Cllr Shan Williams was elected Cardigan mayor for the first time at the annual general meeting of the town council in the Guildhall on Tuesday night (May 14).

Cllr Williams, who is chairperson of 4CG, a co-operative organisation set up to advance community development through the regeneration of Cardigan and the surrounding area, took over the chain of office from out-going mayor Cllr John Adams-Lewis, with Cllr Clive Davies elected as deputy-mayor.

“I truly believe that in life there are no problems, only solutions waiting to be found. 4CG was founded on this attitude and awareness,” said Cllr Williams.

“Since 2010, 4CG has boosted the local economy by £8m by constantly reinvesting in the town. Other towns and village have followed our model and made changes they also want to see.

“We have undertaken a study into a local fish processing facility. This adds value to the catch locally by cutting out the middle man and more money stays in our local economy.

“I want a feasibility study into local renewable energy and a local produce market. I would also like to see the local memorial hospital site returned to the people of Cardigan.

“£200,000 leaves the Cardigan area in energy costs every week. The income from Wales’ natural resources is not benefiting the people of this country.

“Produce here is second to none but it is sold for a pittance to the supermarkets and brought back here to be sold at a premium.

“A local produce supermarket project was refused funding because we were told 4CG would be in direct competition to Tesco. That was not the answer we wanted and as mayor I will be asking Ceredigion to reconsider this.

“West Wales is the poorest region in western Europe. West London is the richest. We cannot depend on Westminster to look after Cardigan or West Wales. We must bring in these changes ourselves.

“Cardigan was once one of the biggest ports in the British isles and our town work ethic has not declined.

“We are the guardians of this town. Our generation has a duty to leave this town as good or better as when we were children.”

At the mayor-making ceremony, outgoing mayor Cllr Adams-Lewis was thanked for his work over the past year and his personal financial contribution to many local charities and organisations.

Cllr Adams-Lewis, in stepping down after his fourth term in office, highlighted the importance of such events as Barley Saturday, Cardigan Show, the carnival, the river and food festival, the lantern parade, the Albion celebrations and the inaugural St David’s Day parade.

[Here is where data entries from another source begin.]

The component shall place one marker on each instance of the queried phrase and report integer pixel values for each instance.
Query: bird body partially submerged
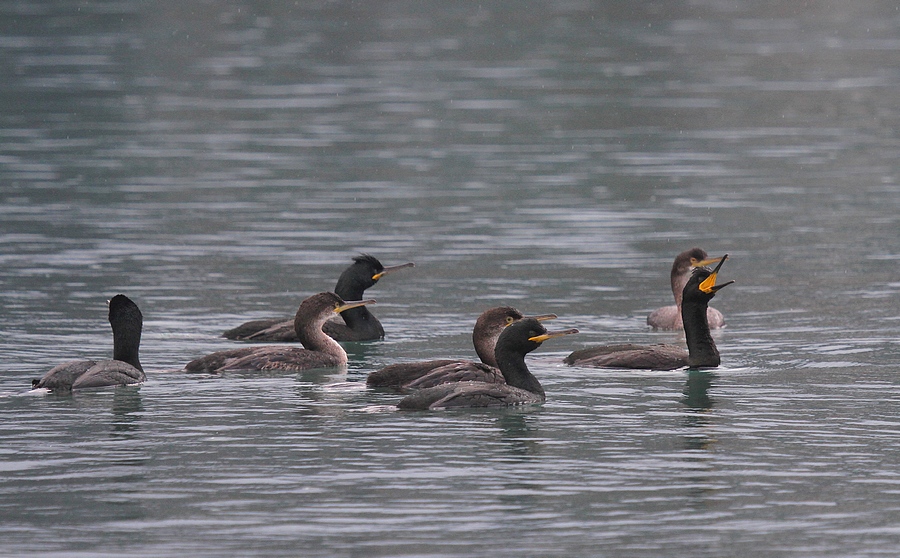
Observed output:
(319, 350)
(488, 327)
(702, 352)
(520, 386)
(357, 324)
(125, 367)
(669, 317)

“The success of these events depends on so many volunteers who give their time and energy every year for the benefit of the town and I would like to thank them all,” he said.

He said he was still keen to see the building of a pavement from Caemorgan to Penparc along the busy coastal road and that an end was finally in sight to the playground saga at Maesglas.

He will also continue to support local efforts to keep the town’s streets clean from dog and bird mess.

“It’s important that we make the town more attractive to both residents and visitors and that as a community we do what we can to sustain and improve our area when faced with such disastrous cuts,” added Cllr Adams-Lewis.

“It has also been great to see so many local businesses winning national awards.”